Al-Azhar opposes declaring certain groups or individuals as apostates, even IS, and in this regard practices what it preaches. In May 2018, the head of al-Azhar University, Ahmed Hosny, was replaced. Hosny had declared TV presenter Islam el-Beheiry, who often voices criticism of certain Islamic teachings and al-Azhar as an institution, an apostate.
In his interactions with other actors el-Tayeb also appears to choose his statements carefully, adjusting them to suit the audience. On several occasions, he blamed problems in the Middle East on ‘new colonialism’ and Zionism, which resonates with a large part of the Arab population, whereas when speaking with leaders in the West he highlighted the need to open dialogue and peacefully coexist.
He criticized the US’ decision to move its embassy from Tel Aviv to Jerusalem (al-Quds), saying it feeds terrorism, and abruptly called off a meeting with US Vice-President Mike Pence in response to the embassy move.
El-Tayeb’s relationship with Saudi-Arabia is also somewhat ambiguous. He met Saudi Crown Prince Mohammed bin Salman in March 2018 to talk about cooperation between al-Azhar and the kingdom regarding counterterrorism.
However, in 2016, during an international conference of Sunni scholars held in Chechnya, Russia, el-Tayeb excluded Wahhabism, the ultraconservative Saudi version of Salafism, from mainstream Sunni Islam, angering Saudi clerics. This may not be surprising considering el-Tayeb’s supposed Sufi background. As argued in The Atlantic, Wahhabism and Sufism are at odds with each other, with Wahhabism being intolerant towards the more inclusive Sufism.

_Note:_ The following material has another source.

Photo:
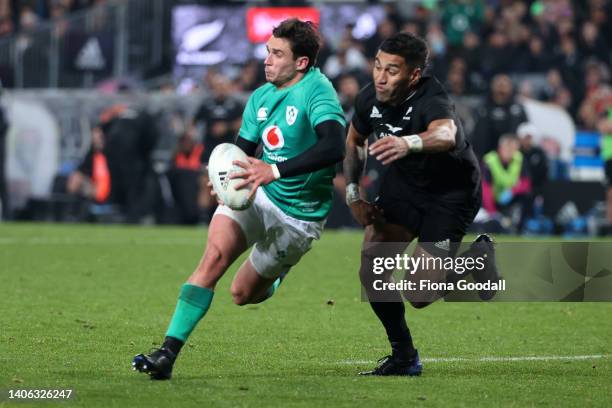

El-Tayeb’s approach towards Christians in Egypt shows two sides as well. El-Tayeb started the Family Home initiative, a regular meeting between himself and the leaders of the different churches in the country, and activities to promote interfaith dialogue, which focus on unity and the common ‘Egyptianness’ of all the faiths.
On the other hand, el-Tayeb objected to a new unified law for places of worship and “completely rejected equality between church and mosque”, Ezzat said. His objection was successful. In 2016, Egypt issued a separate church building law that in name guarantees the right to build a church, but in practice puts restrictions on it under the authority of the security services.
Throughout the political upheaval of the past seven years, el-Tayeb has succeeded in maintaining al-Azhar’s key role in Egypt’s power dynamics, by strongly supporting the regime and the army, preventing major internal changes at al-Azhar and ensuring Islam retains a central role in public policies.